In another leaked memo from March 25, 2002, Straw wrote that there was “no credible evidence” linking Iraq to Osama bin Laden or September 11, a connection the Bush White House was alleging at the time to manipulate U.S. public opinion. And what would come after regime change? Again, Straw contradicts the public line of the war party, writing that installing a democracy in Iraq seemed highly unlikely. Straw wrote that Iraq “has NO history of democracy. No one has this habit or experience.”
True, the Downing Street memos show us only what British-government officials were thinking. We have no equivalent from the White House.
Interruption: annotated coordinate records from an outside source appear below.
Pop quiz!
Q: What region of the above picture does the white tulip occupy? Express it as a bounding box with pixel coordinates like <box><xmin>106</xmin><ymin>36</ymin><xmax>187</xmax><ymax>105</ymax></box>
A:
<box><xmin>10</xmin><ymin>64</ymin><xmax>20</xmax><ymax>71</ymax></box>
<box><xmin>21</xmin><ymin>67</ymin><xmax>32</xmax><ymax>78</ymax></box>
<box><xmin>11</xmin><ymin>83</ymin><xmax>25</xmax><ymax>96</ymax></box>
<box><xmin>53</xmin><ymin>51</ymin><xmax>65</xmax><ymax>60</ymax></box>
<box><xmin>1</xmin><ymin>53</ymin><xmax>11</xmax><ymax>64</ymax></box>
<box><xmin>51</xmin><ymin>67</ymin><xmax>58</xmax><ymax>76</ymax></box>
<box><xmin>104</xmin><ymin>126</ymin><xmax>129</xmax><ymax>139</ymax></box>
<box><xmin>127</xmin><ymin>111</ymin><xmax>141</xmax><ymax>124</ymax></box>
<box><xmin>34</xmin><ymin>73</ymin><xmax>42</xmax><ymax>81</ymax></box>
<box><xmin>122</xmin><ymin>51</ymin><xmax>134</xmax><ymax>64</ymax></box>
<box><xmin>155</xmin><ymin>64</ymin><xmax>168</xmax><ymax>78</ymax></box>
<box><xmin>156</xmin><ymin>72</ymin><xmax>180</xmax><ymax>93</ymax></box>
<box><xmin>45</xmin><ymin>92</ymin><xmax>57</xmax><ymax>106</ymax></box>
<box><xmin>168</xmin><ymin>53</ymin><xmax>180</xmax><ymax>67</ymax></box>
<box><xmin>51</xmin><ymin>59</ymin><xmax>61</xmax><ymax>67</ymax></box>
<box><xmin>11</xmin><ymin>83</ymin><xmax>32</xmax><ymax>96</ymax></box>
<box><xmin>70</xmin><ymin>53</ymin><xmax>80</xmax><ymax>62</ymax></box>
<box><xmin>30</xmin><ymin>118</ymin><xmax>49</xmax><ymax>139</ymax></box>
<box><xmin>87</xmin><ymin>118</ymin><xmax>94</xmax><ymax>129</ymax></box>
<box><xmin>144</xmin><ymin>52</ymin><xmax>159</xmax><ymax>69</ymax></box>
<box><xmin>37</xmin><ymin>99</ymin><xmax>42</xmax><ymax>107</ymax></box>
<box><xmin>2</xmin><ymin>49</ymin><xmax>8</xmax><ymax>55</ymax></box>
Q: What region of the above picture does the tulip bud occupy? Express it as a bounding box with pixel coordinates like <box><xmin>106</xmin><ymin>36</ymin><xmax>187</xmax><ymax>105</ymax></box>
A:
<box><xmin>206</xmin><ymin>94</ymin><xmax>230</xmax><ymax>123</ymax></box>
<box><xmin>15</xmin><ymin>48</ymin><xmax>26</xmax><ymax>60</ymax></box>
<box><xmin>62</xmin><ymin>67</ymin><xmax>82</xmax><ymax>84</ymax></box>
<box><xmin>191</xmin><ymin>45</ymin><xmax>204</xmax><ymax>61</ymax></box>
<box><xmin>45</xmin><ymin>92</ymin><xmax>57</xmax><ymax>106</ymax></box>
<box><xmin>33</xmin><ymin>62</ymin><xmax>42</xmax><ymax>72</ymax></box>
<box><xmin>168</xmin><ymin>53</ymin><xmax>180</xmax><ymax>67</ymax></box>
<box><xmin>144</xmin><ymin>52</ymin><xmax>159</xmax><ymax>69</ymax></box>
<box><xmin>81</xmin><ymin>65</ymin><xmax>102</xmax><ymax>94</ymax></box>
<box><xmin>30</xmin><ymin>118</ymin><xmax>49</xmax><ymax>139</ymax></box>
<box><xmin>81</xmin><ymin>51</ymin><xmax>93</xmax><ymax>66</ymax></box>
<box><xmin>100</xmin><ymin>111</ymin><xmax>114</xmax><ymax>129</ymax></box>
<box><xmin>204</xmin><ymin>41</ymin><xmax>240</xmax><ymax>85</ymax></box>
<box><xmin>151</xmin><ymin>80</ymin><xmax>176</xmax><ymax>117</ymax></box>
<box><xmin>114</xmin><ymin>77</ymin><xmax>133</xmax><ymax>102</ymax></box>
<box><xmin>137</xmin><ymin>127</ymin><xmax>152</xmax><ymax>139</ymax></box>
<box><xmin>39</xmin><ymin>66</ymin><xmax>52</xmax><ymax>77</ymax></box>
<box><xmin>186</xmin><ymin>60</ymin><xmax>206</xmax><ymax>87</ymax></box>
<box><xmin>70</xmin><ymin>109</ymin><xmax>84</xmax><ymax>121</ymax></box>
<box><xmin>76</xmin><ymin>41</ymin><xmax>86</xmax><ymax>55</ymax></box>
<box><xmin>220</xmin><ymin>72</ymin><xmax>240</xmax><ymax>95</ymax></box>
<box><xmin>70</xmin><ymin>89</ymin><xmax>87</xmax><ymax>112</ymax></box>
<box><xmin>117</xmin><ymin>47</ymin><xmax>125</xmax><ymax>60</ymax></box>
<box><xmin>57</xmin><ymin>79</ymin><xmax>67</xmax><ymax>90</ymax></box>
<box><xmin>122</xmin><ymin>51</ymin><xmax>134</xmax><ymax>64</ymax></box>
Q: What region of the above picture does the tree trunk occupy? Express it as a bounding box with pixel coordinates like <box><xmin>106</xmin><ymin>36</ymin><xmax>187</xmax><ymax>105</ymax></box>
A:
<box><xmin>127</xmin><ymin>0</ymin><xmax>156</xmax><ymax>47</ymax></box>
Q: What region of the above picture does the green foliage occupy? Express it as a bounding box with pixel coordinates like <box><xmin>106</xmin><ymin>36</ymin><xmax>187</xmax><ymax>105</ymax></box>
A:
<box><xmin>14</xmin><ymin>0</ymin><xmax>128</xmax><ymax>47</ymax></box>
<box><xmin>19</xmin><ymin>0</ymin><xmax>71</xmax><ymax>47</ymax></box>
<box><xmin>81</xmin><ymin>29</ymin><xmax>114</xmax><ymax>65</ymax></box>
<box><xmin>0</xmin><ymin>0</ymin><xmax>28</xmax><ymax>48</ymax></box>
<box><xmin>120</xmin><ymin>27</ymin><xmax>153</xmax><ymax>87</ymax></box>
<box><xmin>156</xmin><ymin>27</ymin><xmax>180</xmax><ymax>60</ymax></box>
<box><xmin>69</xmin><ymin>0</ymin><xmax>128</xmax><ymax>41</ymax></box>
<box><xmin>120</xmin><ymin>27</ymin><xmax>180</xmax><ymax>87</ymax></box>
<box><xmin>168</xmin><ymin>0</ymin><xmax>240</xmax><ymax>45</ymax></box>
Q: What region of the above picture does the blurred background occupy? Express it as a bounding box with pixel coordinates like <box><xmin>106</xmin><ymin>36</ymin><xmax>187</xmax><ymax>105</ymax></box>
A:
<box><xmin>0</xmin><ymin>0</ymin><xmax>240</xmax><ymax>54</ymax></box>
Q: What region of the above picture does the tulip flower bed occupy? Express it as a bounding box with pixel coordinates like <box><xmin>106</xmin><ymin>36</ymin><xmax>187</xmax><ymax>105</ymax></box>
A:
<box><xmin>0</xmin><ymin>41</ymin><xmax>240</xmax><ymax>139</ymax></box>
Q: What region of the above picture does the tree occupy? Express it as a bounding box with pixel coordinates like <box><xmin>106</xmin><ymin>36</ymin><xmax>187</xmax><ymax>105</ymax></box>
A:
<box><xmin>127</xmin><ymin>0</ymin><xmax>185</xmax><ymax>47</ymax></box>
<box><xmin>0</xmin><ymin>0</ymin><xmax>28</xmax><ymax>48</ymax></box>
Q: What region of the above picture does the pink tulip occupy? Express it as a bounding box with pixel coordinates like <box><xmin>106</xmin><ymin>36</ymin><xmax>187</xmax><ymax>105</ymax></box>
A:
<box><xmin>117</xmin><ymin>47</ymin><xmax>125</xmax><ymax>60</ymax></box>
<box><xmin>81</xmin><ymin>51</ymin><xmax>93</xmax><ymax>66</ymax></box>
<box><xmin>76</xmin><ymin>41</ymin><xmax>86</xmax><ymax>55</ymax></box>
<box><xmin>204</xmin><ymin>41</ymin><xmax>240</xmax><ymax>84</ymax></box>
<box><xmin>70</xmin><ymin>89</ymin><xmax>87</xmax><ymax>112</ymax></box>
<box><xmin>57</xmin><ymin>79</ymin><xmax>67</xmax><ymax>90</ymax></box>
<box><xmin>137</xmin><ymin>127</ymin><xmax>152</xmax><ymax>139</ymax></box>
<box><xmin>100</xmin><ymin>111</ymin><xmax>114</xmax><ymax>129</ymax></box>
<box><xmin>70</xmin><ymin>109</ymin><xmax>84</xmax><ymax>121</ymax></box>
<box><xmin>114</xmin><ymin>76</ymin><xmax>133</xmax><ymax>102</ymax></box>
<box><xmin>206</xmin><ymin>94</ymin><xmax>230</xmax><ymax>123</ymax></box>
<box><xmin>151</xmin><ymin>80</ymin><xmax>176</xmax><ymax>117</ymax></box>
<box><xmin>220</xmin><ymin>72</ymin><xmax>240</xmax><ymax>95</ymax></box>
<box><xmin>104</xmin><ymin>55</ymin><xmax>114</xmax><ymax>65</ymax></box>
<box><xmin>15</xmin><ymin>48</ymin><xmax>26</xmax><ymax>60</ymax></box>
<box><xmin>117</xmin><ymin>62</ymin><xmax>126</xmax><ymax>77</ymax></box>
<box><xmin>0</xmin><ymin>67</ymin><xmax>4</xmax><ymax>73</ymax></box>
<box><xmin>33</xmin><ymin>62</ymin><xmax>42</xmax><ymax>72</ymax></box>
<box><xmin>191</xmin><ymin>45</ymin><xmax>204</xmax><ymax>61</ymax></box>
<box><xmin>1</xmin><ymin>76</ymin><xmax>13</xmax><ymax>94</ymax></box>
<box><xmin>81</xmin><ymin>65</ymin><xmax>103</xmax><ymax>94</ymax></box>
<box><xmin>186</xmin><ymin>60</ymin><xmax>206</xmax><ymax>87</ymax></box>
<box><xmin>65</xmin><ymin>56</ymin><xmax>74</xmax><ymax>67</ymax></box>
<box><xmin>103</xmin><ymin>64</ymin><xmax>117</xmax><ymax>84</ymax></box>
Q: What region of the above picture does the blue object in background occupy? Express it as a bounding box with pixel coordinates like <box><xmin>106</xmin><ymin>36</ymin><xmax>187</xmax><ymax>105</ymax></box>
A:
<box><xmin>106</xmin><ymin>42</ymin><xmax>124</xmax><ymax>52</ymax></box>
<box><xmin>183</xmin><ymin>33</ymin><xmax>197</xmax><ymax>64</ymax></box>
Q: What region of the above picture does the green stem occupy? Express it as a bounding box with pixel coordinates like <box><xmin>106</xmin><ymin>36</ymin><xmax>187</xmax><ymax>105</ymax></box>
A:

Nevertheless, when taken together with the mass of material readily available to anyone curious enough to log on to the internet, it seems clear that the White House manipulated this country into war.
What’s missing in all this is the question of Bush’s motivation. Why did this president personally want a war with Iraq? Bush was apparently obsessed with Iraq long before he became president. During the 2004 election campaign, journalist Russ Baker interviewed the Houston Chronicle’s Mickey Herskowitz, who worked with Bush on a ghostwritten memoir (A Charge to Keep). Herskowitz told Baker that Bush “was thinking about invading Iraq in 1999 . . . He said, ‘One of the keys to being seen as a great leader is to be seen as a commander-in-chief.’ And he said, ‘My father had all this political capital built up when he drove the Iraqis out of Kuwait and he wasted it.’ He went on, ‘If I have a chance to invade . . . if I had that much capital, I’m not going to waste it. I’m going to get everything passed that I want to get passed and I’m going to have a successful presidency.’” According to Baker, White House communications director Karen Hughes eventually took charge of the project, and Bush staffers took Herskowitz’s notes and tapes of conversations with Bush.
Herskowitz, Bob Woodward (Bush at War), and Richard Clarke (Against All Enemies) have all told similar stories regarding Bush’s predisposition toward war with Iraq. It’s likely that the pro-Israeli dispensationalist views of Bush’s evangelical Christian Zionist supporters (and the Likud lobbyists in his administration) played a role in his intent to go to war. The sheer fun of imperial games and military adventures, too, may have been more than Bush II could resist. And the oil lobby may have made arguments for the “strategic” value of Iraq. If what Hers-ko-witz claims is true, however, it was old-fashioned political cynicism that did the trick for “W.” Perhaps he and Karl Rove were made for each other.